Terms aggregation: filter buckets based on parent bucket

vincetrumental · November 13, 2018, 5:00pm

Hello,
We are dealing with categorized documents, with a category tree modelized by flattened fields. The category is:
product.category.code (example values: R01, R02, R12...)
The subcategories and sub-subcategories are:
product.category.category.code (example values: R01F01, R02F01, R12F04...)
and product.category.category.category.code (example values: R01F01SF01, R02F03SF02, R12F02SF04...)
A single document can have multiple values for either category level field.

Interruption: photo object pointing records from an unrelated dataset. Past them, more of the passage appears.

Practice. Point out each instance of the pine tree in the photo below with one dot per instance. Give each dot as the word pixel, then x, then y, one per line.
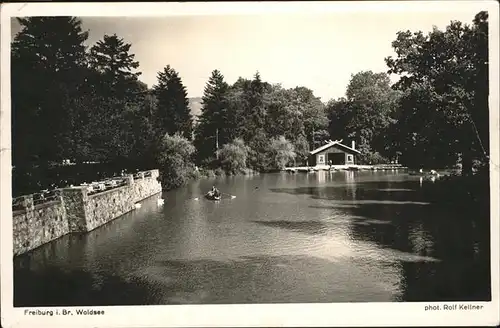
pixel 115 65
pixel 212 130
pixel 173 114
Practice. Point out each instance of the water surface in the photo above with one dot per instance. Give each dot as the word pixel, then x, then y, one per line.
pixel 323 237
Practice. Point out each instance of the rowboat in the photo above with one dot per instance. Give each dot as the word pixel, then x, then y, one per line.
pixel 211 196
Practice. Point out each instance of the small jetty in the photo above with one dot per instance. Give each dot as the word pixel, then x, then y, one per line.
pixel 351 167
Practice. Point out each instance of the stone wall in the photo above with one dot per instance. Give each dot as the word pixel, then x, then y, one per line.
pixel 106 206
pixel 77 211
pixel 36 225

With the following query, we have duplicate subcategory buckets:

{
  "size": 0,
  "aggs": {
    "Topcategories": {
      "terms": {
        "field": "product.categories.code",
        "size": 2147483647,
        "order": {
          "_term": "asc"
        }
      },
      "aggs": {
        "subcat_1": {
          "terms": {
            "field": "product.categories.categories.code",
            "size": 2147483647,
            "order": {
              "_term": "asc"
            }
          },
          "aggs": {
            "subcat_2": {
              "terms": {
                "field": "product.categories.categories.categories.code",
                "size": 2147483647,
                "order": {
                  "_term": "asc"
                }
              }
            }
          }
        }
      }
    }
  }
}

because if a document is in categories R01, R01F01, R02, R02F04 , we will have R02F04 as a sub-aggregation bucket of R01 as well as R02, which is not what we want. We have "lost" the business information that R02F04 is a subnode of R02.
Then we would like to filter in sub-aggregation so that we retain only the term buckets which start with the same value as the parent aggregation corresponding bucket.
It it possible in any way ? is it a modelization problem ? In which case, which improvement would you suggest ?
For now we can "clean-up" the tree structure coming from the aggs query, but this is costly both in elasticsearch and in our application due to combinatorics (we get 90K nodes whereas the "real", filtered structure would have only 700 nodes)
Thanks for any help or suggestion !

system · December 11, 2018, 5:00pm

This topic was automatically closed 28 days after the last reply. New replies are no longer allowed.